Les chiffes d’exportations horlogères helvétiques ne laissent désormais plus de doute sur l’orientation de la tendance. En février déjà, les expéditions de produits horlogers suisses sur les divers marchés étrangers ont connu « une première baisse significative de 3,8% ». Un recul largement confirmé en mars où les exportations ont cette fois chuté de 16,1%. 

Comme le détaille la Fédération de l’industrie horlogère suisse, deux destinations ont été particulièrement en souffrance. « La Chine a subi une perte de 41,5%, précise-t-elle, atteignant ainsi un niveau inférieur à celui de mars 2020, quand la branche s’était pratiquement arrêtée au milieu du mois en raison de la pandémie de Covid.
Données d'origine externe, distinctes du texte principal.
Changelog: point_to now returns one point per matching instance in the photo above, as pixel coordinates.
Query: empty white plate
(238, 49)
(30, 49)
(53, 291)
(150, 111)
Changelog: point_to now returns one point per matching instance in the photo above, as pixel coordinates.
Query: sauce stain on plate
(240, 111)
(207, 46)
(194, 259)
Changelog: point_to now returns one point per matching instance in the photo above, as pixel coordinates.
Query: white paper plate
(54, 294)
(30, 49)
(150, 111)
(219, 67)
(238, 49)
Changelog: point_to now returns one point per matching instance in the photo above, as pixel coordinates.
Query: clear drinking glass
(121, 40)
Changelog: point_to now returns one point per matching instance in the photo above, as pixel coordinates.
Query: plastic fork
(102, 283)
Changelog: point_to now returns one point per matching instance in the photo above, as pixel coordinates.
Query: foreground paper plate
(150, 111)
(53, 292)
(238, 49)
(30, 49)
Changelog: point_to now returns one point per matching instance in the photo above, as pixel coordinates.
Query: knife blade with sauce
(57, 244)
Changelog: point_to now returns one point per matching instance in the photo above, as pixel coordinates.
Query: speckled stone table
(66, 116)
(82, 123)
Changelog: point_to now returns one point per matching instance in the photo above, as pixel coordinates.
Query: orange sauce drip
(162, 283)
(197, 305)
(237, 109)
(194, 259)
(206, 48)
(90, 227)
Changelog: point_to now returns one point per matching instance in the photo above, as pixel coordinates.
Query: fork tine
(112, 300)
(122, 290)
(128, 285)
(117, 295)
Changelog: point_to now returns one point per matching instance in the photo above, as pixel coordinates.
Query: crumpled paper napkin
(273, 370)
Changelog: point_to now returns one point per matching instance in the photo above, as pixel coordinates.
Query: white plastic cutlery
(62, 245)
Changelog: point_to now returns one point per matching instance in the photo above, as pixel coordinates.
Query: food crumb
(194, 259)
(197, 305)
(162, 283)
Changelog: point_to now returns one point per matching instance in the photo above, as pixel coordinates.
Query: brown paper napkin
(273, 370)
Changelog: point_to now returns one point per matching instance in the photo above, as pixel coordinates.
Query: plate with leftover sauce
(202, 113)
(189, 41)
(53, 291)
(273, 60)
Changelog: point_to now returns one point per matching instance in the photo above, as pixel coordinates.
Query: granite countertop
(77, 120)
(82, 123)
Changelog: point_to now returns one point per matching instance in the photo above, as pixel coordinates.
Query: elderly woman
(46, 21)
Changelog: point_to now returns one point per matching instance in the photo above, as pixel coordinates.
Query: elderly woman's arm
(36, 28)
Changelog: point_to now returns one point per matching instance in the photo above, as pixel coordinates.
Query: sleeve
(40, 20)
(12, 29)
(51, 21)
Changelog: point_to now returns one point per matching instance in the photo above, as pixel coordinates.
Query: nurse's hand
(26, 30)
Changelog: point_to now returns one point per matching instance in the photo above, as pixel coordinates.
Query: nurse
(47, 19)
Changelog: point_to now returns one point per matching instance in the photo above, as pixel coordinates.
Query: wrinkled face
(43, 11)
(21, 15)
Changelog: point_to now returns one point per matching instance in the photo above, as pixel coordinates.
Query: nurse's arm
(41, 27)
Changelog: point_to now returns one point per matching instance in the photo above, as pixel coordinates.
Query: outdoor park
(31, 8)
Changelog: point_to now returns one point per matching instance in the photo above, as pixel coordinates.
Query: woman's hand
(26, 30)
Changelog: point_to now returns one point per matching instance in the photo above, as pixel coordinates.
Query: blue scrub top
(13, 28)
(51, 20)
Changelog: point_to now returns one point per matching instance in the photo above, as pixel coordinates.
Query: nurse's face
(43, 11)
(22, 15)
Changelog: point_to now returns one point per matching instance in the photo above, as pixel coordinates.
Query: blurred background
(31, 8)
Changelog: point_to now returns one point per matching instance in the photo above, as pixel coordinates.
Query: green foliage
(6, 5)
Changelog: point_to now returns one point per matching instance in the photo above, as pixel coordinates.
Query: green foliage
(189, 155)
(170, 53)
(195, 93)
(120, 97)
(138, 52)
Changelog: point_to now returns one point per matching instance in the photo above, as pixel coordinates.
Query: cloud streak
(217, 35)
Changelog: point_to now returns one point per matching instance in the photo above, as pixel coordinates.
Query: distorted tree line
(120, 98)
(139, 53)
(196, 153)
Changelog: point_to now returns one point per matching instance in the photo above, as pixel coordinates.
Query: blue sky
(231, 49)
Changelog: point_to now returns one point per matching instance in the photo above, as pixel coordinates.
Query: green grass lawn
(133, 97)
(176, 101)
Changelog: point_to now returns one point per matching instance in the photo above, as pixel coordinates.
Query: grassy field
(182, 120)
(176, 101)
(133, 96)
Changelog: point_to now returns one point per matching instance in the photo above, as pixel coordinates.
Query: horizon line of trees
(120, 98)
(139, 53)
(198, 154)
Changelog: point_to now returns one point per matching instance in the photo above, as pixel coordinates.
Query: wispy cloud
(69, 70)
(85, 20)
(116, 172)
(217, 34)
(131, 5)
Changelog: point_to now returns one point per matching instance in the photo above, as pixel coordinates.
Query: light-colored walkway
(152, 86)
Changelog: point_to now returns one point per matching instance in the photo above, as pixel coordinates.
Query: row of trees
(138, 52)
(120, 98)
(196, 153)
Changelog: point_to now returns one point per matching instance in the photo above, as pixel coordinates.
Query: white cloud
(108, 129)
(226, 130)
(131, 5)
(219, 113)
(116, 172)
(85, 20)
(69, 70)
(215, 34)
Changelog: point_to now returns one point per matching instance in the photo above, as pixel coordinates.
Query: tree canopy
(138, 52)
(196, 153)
Hong Kong, en baisse de 44,2% a connu une variation similaire. » La Chine, encore au premier rang des marchés d’exportation horlogers suisses en 2020, ne représente ainsi plus que la moitié de celui des Etats-Unis qui caracole en tête désormais.
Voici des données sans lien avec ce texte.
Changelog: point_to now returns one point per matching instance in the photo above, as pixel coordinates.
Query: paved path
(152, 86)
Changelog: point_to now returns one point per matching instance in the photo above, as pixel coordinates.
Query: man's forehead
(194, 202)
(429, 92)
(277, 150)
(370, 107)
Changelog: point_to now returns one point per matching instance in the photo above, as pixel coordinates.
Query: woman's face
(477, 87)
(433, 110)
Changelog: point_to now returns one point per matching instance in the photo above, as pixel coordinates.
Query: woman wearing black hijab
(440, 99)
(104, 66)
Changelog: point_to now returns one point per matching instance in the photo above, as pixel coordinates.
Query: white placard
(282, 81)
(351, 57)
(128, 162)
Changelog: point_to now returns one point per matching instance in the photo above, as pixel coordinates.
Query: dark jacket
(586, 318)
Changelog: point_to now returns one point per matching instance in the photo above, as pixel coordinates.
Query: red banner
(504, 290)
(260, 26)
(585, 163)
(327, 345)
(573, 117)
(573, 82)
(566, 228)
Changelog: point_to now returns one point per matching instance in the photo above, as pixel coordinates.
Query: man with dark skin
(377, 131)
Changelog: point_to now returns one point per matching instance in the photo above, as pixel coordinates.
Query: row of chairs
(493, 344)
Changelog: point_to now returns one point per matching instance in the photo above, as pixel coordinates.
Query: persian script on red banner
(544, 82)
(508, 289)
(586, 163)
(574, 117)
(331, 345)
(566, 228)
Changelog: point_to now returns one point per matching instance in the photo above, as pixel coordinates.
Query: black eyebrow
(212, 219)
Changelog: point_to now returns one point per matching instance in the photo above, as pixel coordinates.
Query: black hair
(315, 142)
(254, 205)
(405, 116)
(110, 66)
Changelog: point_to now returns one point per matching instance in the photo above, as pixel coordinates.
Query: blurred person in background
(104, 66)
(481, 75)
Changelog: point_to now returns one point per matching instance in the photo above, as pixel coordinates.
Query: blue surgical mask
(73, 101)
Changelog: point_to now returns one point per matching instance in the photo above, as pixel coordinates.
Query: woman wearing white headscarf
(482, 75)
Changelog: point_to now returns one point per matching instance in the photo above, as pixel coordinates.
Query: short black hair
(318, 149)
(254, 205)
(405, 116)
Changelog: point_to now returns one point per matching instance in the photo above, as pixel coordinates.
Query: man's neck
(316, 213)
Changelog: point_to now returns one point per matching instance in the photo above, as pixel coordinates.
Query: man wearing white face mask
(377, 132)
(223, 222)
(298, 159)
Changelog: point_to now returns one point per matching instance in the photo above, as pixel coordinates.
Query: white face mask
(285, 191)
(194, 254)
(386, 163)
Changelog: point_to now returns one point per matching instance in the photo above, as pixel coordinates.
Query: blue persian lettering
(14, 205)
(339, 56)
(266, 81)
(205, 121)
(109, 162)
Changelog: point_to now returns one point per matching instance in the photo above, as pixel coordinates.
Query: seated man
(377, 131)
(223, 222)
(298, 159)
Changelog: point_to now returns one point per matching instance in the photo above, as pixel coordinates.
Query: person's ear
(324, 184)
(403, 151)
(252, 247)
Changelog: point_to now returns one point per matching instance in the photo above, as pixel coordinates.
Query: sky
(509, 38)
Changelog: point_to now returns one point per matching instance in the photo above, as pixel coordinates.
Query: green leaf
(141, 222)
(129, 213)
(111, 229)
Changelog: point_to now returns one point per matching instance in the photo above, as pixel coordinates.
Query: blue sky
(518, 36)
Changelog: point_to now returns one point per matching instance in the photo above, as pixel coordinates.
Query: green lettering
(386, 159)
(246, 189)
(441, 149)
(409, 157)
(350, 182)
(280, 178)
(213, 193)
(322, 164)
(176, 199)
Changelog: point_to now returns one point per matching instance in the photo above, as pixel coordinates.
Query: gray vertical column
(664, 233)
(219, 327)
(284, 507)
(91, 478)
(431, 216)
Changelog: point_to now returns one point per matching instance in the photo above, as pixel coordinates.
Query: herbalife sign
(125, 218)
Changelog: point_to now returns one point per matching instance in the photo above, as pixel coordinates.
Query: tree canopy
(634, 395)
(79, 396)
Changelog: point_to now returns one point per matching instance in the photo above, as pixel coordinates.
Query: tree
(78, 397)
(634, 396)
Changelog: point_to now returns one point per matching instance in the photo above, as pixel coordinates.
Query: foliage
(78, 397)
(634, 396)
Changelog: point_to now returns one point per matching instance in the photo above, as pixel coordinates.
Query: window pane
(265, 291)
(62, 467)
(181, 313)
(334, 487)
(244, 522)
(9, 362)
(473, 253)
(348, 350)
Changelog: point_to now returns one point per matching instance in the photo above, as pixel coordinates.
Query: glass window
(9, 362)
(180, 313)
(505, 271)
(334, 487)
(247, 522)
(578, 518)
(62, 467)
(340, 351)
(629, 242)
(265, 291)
Dans ces conditions, on peut se demander s’il était judicieux pour certaines Maisons de compenser les problèmes de production de ces deux dernières années de forte demande par une augmentation des prix. Car une chose est certaine, comme le stigmatise Jean-Philippe Bertschy, analyste financier auprès de Vontobel, « cette année sera un défi pour l’industrie horlogère suisse, en particulier pour les petites marques ». Avec un regard pointé vers la Chine, la branche horlogère est en train de freiner des deux pieds sur ses investissements. 

La progression économique chinoise de 5,3% au premier trimestre, nettement plus robuste qu’attendue, est-elle susceptible de rassurer ? S’il est indéniable que le pays est confronté à des défis de première importance, au rang desquels bulle immobilière, sanctions commerciales américains, chômage des jeunes, population vieillissante, sans oublier le surendettement des gouvernements locaux, n’a-t-il pas réussi par le passé à surmonter des difficultés d’un tout autre ordre ? Si la réponse est certes positive, elle ne donne aucune solution miracle à court terme.